THE QUEEN’S SPEECH AND NEGLECTED CHILDREN AND YOUNG ADULTSPosted by Francesca on May 16, 2013 in Blog | 0 comments
We love the Queen’s speech. We really do. A lady wearing a hat that costs more than most people’s houses remarked that it was a time of austerity. Mr Cameron gave us the now familiar Tory soundbite of, ‘This Queen’s Speech is all about backing people who work hard and want to get on in life.” We had been promised a whole new approach, one that would help improve, perhaps save the lives of tens of thousands of children who are stuck in care until they are eighteen.
Type the search term, ‘adoption in the Queen’s Speech.’ It is Not Found. No surprise there. We’re used to promises and talk but not much action. What we’re really disturbed about though is that the most repeated words in the document are ‘Cuts’ and “Councils’. Together. So how are we going to look after these vulnerable young people already suffering because of Osborne and Cameron’s austerity package? In our report last year, we noted that many young people in care will have experienced traumatic, dysfunctional childhoods. Sadly children are not given away because their parents adore them. They are usually taken away when they have been abused or neglected.
As it was clear in our report from last year. Many young people in care will have experienced difficult and often traumatic childhoods and many of them will have been abused or neglected.When they leave the system after a life in care, their outlook is bleak. Cameron and his government seem to want to make it even worse. How bad does it have to get?
Seven organisations – Barnardo’s, The Care Leavers Association, Catch22, the Fostering Network, TACT, Voice and The Who Cares? Trust – are calling on the Government to reform the system in a new briefing, “Still Our Children”, published today.
The number of young people aged 16 and over leaving care has risen each year from 8,170 in 2007 to 10,000 in 2012. This is the result of the State as corporate parent. Changes are needed to improve comparatively low outcomes for care leavers:
- 23 per cent of the adult prison population has spent some time in care
- Around a quarter of those living on the street have a background in care
- Care leavers more than four times more likely to commit suicide in adulthood
- In 2011 just 12.8 per cent of children who had been in care for a minimum of one year obtained five good grade GCSEs, including English and maths; for other children the figure was 57.9 per cent
- The number of 19-year-olds who were looked after when aged 16 years and who are now NEET is 36 per cent, double the number of their non-care contemporaries.

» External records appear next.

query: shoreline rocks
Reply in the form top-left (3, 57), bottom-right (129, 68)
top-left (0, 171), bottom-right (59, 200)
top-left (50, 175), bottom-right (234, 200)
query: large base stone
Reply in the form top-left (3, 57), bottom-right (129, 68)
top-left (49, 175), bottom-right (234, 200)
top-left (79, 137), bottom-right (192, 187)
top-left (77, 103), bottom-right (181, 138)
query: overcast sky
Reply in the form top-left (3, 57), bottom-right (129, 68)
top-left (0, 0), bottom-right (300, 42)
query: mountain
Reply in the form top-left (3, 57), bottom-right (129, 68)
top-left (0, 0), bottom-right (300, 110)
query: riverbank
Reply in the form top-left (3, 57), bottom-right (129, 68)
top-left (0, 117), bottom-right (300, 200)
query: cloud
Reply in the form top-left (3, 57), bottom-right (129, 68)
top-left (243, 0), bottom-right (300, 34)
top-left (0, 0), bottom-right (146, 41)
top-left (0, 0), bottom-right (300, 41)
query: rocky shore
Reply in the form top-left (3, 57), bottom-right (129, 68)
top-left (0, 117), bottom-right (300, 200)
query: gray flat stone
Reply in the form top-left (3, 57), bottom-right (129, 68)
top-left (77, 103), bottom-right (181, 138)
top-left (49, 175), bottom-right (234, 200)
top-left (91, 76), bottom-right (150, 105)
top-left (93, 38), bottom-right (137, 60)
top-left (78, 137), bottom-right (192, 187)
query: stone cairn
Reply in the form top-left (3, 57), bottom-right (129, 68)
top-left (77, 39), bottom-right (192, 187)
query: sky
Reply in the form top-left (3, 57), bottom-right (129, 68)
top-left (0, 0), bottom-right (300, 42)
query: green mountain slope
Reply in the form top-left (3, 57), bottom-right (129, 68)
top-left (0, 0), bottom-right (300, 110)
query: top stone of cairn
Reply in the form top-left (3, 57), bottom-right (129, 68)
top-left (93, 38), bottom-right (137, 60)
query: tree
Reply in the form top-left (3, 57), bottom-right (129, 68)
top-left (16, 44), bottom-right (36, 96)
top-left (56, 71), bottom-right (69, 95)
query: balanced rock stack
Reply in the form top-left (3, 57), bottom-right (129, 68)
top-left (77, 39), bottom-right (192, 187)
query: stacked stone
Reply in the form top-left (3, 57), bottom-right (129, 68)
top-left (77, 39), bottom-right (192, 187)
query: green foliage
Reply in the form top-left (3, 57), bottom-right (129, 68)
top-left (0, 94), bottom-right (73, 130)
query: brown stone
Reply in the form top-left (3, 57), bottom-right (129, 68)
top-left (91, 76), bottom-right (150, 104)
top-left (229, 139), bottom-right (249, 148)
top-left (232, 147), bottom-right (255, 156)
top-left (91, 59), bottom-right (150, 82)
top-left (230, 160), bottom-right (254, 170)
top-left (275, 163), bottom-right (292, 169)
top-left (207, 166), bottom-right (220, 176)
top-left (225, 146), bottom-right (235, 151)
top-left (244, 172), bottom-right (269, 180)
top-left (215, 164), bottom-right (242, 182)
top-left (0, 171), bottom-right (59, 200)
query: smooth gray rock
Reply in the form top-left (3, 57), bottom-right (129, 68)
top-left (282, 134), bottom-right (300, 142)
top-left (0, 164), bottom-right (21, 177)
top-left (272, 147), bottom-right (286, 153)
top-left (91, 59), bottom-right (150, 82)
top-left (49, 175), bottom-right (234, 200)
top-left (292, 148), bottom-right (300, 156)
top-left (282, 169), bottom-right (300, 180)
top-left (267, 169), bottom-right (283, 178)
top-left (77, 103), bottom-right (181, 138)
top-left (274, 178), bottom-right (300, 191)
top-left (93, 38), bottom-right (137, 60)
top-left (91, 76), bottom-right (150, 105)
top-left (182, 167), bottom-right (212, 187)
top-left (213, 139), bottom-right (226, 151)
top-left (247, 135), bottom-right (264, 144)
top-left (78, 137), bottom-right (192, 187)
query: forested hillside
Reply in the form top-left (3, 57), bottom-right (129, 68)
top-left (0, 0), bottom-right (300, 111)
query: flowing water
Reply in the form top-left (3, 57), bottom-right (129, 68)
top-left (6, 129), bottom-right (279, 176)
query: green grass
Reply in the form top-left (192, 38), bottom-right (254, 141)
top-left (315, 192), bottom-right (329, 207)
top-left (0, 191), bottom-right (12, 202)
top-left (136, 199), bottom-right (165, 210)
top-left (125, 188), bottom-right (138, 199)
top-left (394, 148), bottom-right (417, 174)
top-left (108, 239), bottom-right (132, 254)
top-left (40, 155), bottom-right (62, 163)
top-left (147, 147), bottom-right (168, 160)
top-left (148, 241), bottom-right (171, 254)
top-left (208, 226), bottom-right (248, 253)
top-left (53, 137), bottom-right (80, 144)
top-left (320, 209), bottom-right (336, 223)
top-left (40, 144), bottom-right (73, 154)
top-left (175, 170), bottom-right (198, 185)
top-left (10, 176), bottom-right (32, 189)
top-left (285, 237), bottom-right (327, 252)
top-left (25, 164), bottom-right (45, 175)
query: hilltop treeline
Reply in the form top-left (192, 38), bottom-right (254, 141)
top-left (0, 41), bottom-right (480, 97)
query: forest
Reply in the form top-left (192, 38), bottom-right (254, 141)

Yes we agree that young adults should benefit from more support when they leave care. We absolutely do. However might it not be better to address the problem at its roots. An adoption system that actually works for the participants and placed children with families in a timely manner would be a huge start. And it would lessen the care burden. The foster care system currently costs the state £2bn per year. If we add the costs of prison, homelessness, and drug problems, the overall cost to society is a big one. Meanwhile, the foster care system is imploding and there continues to be a major shortage of foster carers. If there was less need for foster carers, the current ones could foster for longer and the children would have some stability. Astonishingly the government appears not to have made these connections and they are the only ones who cannot see that without an holistic approach to the welfare of children in our society they are doomed to perpetuate this chain of neglect and incompetence.